There was a lot of excitement around the Essential Phone, Andy Rubin’s daring smartphone, last year. But the handset turned out to be a huge disappointment in terms of actual sales, prompting speculation that the company would perish, in spite of enormous interest from investors. But a new report claims that the father of Android has reshuffled Essential’s priorities, choosing to focus on a smartphone that could revolutionize the mobile industry. Or so Rubin seems to think.

The phone, which could be shown off privately as soon as January at CES, would be more of a companion phone of your existing phone. At least at first. The object of the unnamed Essential device is to answer emails and texts for you, to essentially replicate you while you spend time doing other things. Hopefully, it’ll keep you updated on all the texting and calling it does on your behalf, but that’s not entirely clear.

People familiar with Rubin’s plans shared details about the handset with Bloomberg. Essential paused the planned home speaker and canceled a second smartphone to focus on the new smart device.

The Essential would have a smaller screen than what you’d expect from a smartphone these days, and it’ll require users to interact with it via voice commands to Essential’s AI software. Per Bloomberg, the phone would be similar to the devices in the sci-fi movie Her, in which a human falls in love with an operating system that powers all his devices, including a pocketable phone with no screen. “Rubin would like to capture people’s imagination with a product that’s truly different from alternatives,” Bloomberg says.

Furthermore, Essential plans to market the device as a companion to your primary phone, or as a phone for people who want to curb their smartphone addiction.

But Google is also working on features that replicate the user for Android. Just earlier this week, Google unveiled the Pixel 3 phones, which will get Duplex (a feature that lets the Assistant make reservations via voice) and Call Screen (a feature that allows the Assistant to talk to spam callers). Also, Gmail offers automated replies, and the Pixel 3 will be the first phone to support Gmail’s Smart Compose, the feature that offers written suggestions as you type your response.
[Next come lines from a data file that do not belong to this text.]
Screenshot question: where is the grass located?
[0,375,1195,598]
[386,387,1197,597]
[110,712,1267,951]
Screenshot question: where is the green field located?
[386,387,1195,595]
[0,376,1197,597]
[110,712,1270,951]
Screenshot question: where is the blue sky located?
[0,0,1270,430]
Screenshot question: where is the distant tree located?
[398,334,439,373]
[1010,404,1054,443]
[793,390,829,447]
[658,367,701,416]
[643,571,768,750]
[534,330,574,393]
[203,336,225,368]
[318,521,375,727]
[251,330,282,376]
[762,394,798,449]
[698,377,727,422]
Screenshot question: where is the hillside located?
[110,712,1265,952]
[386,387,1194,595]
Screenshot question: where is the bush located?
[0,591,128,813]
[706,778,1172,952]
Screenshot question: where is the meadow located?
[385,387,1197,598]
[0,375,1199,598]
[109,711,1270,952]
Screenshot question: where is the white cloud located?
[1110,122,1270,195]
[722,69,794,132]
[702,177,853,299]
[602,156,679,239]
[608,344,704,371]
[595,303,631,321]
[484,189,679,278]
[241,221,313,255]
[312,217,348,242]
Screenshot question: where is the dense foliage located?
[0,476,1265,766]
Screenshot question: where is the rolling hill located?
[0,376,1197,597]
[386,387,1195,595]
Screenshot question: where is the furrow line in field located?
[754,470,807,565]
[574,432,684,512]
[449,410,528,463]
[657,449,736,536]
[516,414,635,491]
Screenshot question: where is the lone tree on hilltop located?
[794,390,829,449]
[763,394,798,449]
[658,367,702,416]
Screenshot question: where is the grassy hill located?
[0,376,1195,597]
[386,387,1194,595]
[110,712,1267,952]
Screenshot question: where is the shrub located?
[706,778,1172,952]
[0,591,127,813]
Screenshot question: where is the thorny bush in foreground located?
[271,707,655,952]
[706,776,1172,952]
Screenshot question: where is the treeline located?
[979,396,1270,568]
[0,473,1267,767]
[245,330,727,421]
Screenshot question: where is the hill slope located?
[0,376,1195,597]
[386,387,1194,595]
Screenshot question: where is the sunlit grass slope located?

Apple, meanwhile, is rumored to be working on AR glasses that could somewhat replace the need for checking the iPhone all the time and maybe even replace the phone altogether down the road. 
As for new handset form factors, Samsung, Huawei, Apple, Lenovo, and others are creating foldable smartphones, with the first two companies expected to launch such devices next year. All these handset vendors are developing their own AI products, including smarter voice assistants. And many of them are looking at ways to reduce screen time for users.

In other words, it’ll be challenging for Rubin to create a new groundbreaking smartphone experience, given the huge gap between Essential and its competitors when it comes to making and selling phones. But that doesn’t mean this tiny, AI smartphone doesn’t sound interesting. At least on paper.